The white, cloudy mass and many little dots indicate where the hole is in the epithelial layer of the cornea
Here’s what we’re fairly certain of at this point. I have a hole in the epithelium of my eye. The epithelium is the outer layer of the cornea. Normally when you scratch your eye, the epithelium will heal in a day or two, yet the hole in the epithelium in my eye is still very much present after three weeks. It seems I have what is known as corneal erosion syndrome, and while there is one large eroded area, there are also other infiltrates (dots or other irregularities) in different levels of my cornea. We are also fairly certain that some of the treatment I have had over the past three weeks may have delayed the healing or may have even made the problem worse. What no one is yet certain of is the cause of the damage (although wearing daily wear contact lenses for way too many days is likely one of the causes) or what else may be going on in the eye. The epithelium normally keeps out all infections and viruses. When it has a gaping hole in it, all kinds of nasty things can happen, many of which we are choosing not to research at this point for our own peace of mind.
On Monday, in Gitarama, an hour away from Kigali, a Belgian eye doctor named Dr. Piet will see me again after prescribing antibiotics for four days in between visits. At that time, he will likely make a decision to stay the course with antibiotics or to send me home to Canada or somewhere else to receive treatment I cannot receive in Rwanda. Either decision will come with its own level of personal and family angst. Still, Dr. Derksen has personally spoken to Dr. Piet on the phone and has a good level of confidence that he will make the right decision.
For the first time over the last few days, I have started to process the idea that I may have permanent eye damage, even if this is only a small possibility. No doctor has said this to me, but I am not ignorant to the fact that being sent home to Canada means that we have reached the level of “serious”.
Obviously, it has not been lost on me that all of this happened the day after explaining to God that I had no understanding of chronic pain. Those of who don’t believe in God will chalk it up to coincidence, but you do have to agree that the timing is bizarre.
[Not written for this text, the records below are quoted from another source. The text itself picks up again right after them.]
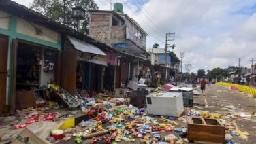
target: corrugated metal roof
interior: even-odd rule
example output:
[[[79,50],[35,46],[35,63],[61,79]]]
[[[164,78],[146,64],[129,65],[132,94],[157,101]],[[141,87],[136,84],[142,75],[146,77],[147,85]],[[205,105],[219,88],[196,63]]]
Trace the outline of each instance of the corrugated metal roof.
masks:
[[[164,48],[153,48],[153,54],[165,54],[165,50]],[[170,50],[167,51],[167,53],[169,53]]]
[[[71,36],[67,36],[67,37],[69,38],[70,42],[74,45],[76,50],[80,50],[84,52],[106,56],[106,54],[98,47],[89,44],[84,41],[80,41]]]

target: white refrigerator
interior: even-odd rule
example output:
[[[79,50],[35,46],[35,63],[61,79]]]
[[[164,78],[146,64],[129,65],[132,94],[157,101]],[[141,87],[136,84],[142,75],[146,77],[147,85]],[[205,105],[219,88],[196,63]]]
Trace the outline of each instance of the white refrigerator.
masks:
[[[182,92],[154,92],[146,100],[150,115],[179,117],[184,111]]]

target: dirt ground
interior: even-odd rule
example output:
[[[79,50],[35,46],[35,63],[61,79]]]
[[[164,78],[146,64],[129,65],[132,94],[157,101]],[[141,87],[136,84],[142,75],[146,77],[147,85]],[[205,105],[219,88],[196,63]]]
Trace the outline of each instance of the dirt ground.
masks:
[[[203,108],[200,110],[208,111],[210,113],[227,113],[221,108],[225,105],[234,105],[234,107],[240,107],[240,109],[244,109],[245,111],[254,112],[256,111],[256,99],[253,98],[249,98],[247,96],[242,92],[234,91],[229,90],[228,88],[213,84],[208,86],[206,87],[206,94],[205,96],[199,96],[194,98],[194,107],[200,107]],[[207,104],[209,107],[205,108],[204,104]],[[152,116],[152,115],[150,115]],[[155,117],[157,118],[157,117]],[[159,120],[159,122],[161,122],[161,120]],[[181,120],[176,121],[178,124],[176,126],[176,128],[180,128],[182,126],[185,126],[186,124]],[[240,137],[234,137],[233,141],[234,143],[256,143],[256,122],[250,120],[237,119],[235,120],[235,122],[237,124],[238,128],[241,131],[246,131],[250,135],[248,137],[248,139],[243,139]],[[178,134],[174,132],[161,132],[161,135],[165,136],[170,133],[174,134],[178,137]],[[151,136],[153,135],[150,134]],[[74,139],[61,143],[75,143]],[[83,141],[83,143],[89,143],[91,139],[87,139]],[[118,143],[141,143],[140,139],[137,139],[135,142],[126,142],[121,141]]]

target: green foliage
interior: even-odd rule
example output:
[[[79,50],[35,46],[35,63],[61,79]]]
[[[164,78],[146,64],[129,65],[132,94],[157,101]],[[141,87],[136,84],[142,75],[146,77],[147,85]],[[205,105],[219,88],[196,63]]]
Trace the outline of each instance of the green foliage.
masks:
[[[159,47],[159,44],[158,43],[154,43],[153,46],[153,48],[158,48]]]
[[[72,7],[75,6],[81,7],[86,11],[99,9],[94,0],[33,0],[30,8],[76,29],[76,22],[72,18]],[[89,22],[89,14],[86,12],[85,20],[81,21],[81,32],[88,34]]]
[[[204,76],[206,76],[206,71],[204,69],[198,69],[197,70],[197,76],[199,77],[202,77]]]

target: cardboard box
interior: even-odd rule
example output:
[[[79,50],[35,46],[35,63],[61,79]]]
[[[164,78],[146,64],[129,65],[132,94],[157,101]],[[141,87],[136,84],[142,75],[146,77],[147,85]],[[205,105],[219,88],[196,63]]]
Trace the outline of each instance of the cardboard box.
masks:
[[[223,143],[225,126],[214,118],[188,117],[187,139],[194,141],[205,141]]]

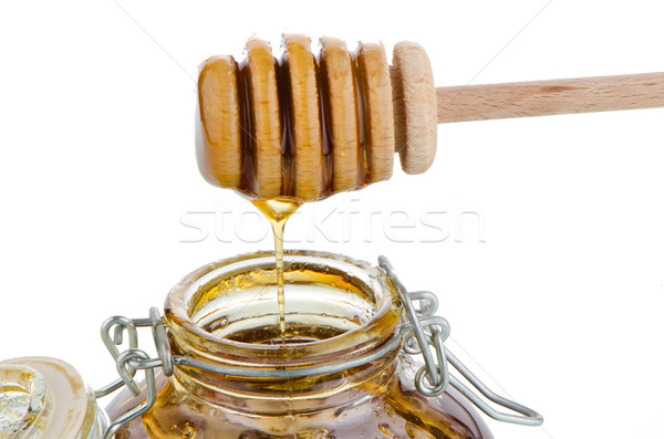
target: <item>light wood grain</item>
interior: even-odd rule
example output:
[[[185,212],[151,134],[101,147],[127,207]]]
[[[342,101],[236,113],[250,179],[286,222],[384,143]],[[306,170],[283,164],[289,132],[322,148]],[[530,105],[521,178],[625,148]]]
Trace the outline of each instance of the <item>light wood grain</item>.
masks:
[[[436,88],[438,123],[664,106],[664,73]]]

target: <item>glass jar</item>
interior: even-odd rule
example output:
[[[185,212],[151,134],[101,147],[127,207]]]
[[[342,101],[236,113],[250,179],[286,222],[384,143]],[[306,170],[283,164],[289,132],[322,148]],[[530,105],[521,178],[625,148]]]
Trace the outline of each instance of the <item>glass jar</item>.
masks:
[[[101,439],[107,424],[94,391],[68,363],[0,362],[0,439]]]
[[[173,356],[230,372],[176,363],[170,377],[157,374],[154,406],[116,438],[492,438],[455,389],[415,388],[403,303],[382,269],[295,251],[284,279],[284,334],[273,253],[215,262],[179,282],[164,315]],[[144,399],[125,389],[107,412],[113,420]]]

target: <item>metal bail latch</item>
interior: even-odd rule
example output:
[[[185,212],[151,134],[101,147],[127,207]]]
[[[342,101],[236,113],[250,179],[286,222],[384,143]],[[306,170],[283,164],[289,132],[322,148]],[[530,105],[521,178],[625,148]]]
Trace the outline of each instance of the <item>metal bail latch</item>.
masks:
[[[452,385],[477,408],[496,420],[523,426],[542,425],[543,418],[540,414],[494,393],[445,347],[444,343],[449,336],[449,323],[434,315],[438,309],[438,299],[433,293],[427,291],[409,293],[384,255],[378,258],[378,265],[387,273],[404,304],[406,321],[402,330],[404,351],[411,355],[422,354],[424,357],[424,366],[415,375],[415,386],[421,394],[429,397],[437,396]],[[415,303],[419,306],[416,307]],[[486,399],[518,415],[498,411],[489,406],[479,395],[449,374],[449,365]]]

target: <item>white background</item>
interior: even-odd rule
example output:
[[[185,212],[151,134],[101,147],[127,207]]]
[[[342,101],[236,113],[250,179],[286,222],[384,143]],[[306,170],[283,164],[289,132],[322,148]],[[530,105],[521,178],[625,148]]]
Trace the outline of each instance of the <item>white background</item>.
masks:
[[[437,85],[664,71],[653,1],[237,4],[2,3],[0,357],[58,356],[98,387],[115,377],[105,317],[146,316],[193,269],[271,248],[264,222],[238,220],[251,206],[205,184],[194,156],[197,65],[240,56],[255,32],[273,46],[283,31],[388,51],[417,41]],[[409,289],[435,291],[450,348],[546,417],[489,421],[498,438],[663,437],[663,121],[646,109],[439,126],[427,174],[396,169],[305,206],[287,230],[304,242],[287,247],[384,253]]]

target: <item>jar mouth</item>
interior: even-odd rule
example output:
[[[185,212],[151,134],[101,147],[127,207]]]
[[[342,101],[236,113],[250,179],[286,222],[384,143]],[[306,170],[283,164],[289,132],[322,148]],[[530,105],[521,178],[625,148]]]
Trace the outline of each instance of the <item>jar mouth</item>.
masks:
[[[299,366],[391,338],[398,297],[383,270],[334,253],[284,254],[287,332],[279,327],[272,252],[205,265],[168,294],[165,323],[185,354],[248,366]]]

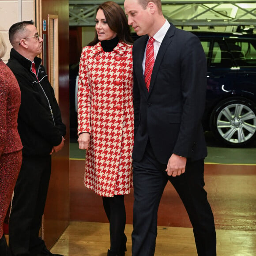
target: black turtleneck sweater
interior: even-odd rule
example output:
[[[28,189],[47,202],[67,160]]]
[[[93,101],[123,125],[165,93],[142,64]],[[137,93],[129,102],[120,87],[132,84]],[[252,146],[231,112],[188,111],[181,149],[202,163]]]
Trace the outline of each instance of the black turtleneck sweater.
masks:
[[[101,43],[104,52],[112,52],[113,49],[117,45],[119,41],[118,38],[116,37],[110,40],[101,41]]]

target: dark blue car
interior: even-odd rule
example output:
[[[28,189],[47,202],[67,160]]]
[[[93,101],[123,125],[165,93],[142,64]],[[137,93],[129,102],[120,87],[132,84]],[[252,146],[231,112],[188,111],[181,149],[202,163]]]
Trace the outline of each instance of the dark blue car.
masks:
[[[256,35],[193,32],[207,59],[206,131],[229,146],[256,138]]]

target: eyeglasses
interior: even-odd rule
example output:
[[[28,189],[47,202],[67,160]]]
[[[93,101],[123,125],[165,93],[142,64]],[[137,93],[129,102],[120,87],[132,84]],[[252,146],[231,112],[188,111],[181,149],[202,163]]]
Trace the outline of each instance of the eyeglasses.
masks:
[[[27,38],[23,38],[21,40],[26,39],[27,38],[35,38],[36,37],[37,37],[38,40],[39,41],[39,35],[38,33],[37,33],[37,34],[34,35],[34,36],[32,36],[32,37],[28,37]],[[20,42],[19,44],[20,45]]]

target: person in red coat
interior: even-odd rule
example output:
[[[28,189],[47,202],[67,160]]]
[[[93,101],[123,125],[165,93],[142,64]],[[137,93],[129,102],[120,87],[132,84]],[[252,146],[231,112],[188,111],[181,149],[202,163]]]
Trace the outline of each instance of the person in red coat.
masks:
[[[0,35],[0,255],[11,256],[4,234],[4,221],[20,169],[23,147],[18,132],[20,90],[10,68],[1,60],[6,47]]]
[[[94,39],[83,48],[78,81],[78,142],[87,150],[84,184],[102,196],[110,223],[108,255],[126,250],[124,195],[132,187],[132,40],[113,2],[98,8]]]

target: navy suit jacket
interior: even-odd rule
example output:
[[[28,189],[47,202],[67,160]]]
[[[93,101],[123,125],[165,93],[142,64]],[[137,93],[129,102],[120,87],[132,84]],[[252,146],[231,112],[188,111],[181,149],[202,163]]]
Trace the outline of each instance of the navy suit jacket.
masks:
[[[149,139],[160,162],[173,153],[188,161],[204,158],[207,151],[201,119],[207,86],[205,55],[198,38],[173,24],[155,61],[148,92],[142,60],[148,36],[133,48],[135,141],[134,160],[140,161]]]

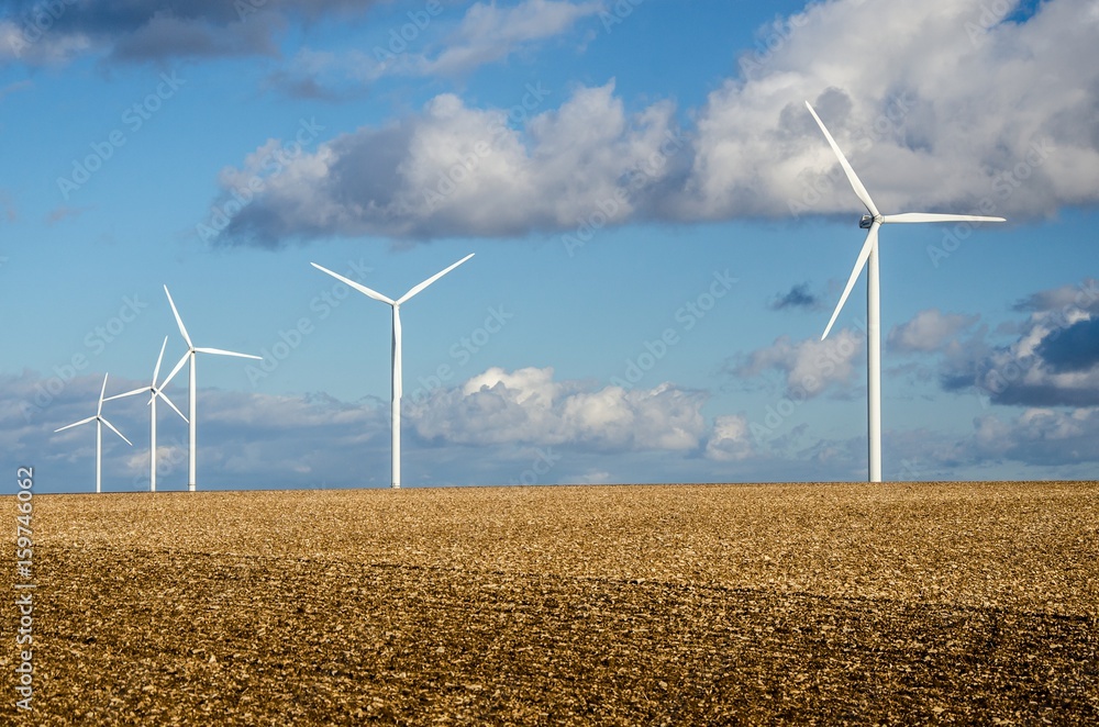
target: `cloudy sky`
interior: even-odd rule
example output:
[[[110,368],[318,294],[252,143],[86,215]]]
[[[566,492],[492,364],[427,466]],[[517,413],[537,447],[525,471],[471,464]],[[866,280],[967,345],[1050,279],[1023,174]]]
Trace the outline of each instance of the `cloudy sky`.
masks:
[[[0,15],[0,451],[198,346],[200,489],[866,477],[881,235],[884,473],[1099,476],[1099,2],[87,0]],[[186,411],[186,370],[167,389]],[[108,402],[106,490],[147,488]],[[187,481],[162,406],[159,486]],[[11,491],[10,483],[0,485]]]

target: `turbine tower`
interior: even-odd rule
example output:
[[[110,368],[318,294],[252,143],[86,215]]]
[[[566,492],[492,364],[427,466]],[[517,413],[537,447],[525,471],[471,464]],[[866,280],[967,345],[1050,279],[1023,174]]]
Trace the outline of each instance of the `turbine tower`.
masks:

I don’t know if God is using this whole ordeal to teach me something, but I am learning a lot nonetheless.
Don’t get me wrong. I still have no real understanding of chronic pain. Three weeks is not a lifetime. Still, I have a slightly higher level of understanding than I did before. When my eye is most painful, gushing with tears, and sensitive to light first thing in the morning, I can’t wait for noon. When I’m at work trying to pretend everything is okay and I can’t get past the distraction of the pain, I can’t wait for the work day to be over. When I get home and have a few minutes of comfort as I place a cold cloth over my eye, I wish the feeling would last forever, but alas, the pain subsides only for a few minutes. When I place a bandage patch over the eye and cover that with an airline-provided blindfold, I again have temporary comfort that is fleeting. I feel like a vampire because I only want to go outside at night. Unlike many illnesses or injuries, sleep provides little respite as the eye dries out at night because I’m not blinking. I can’t get away from the pain, and everything, literally everything, I do is somehow impacted by it. That’s what chronic pain is – it’s CHRONIC.

As emcee at Tracey's birthday party, this would not have been my first choice in fashion
So Trevor, I’m sorry when I have not been as supportive as I should have been. Tamara, we all understand a little bit better what’s it’s like to have your life ruled by a health issue. I ask for your forgiveness too.
As for us, pray for clarity in our decision-making in the next couple of days. Pray for Belgian Doctor Piet as he helps us to make decisions. Pray that I will head to the country where I need to go for the care necessary. If I need to fly through Europe, pray that flights all start moving at some time today.
When we made the decision to come to Africa for two years, we knew that a lack of access to quality health care was perhaps the biggest risk we were taking. This latest issue has not changed our minds a bit that we made the right decision to bring our family here. Still, we are curious as to how God will help us to write the next chapter of our story.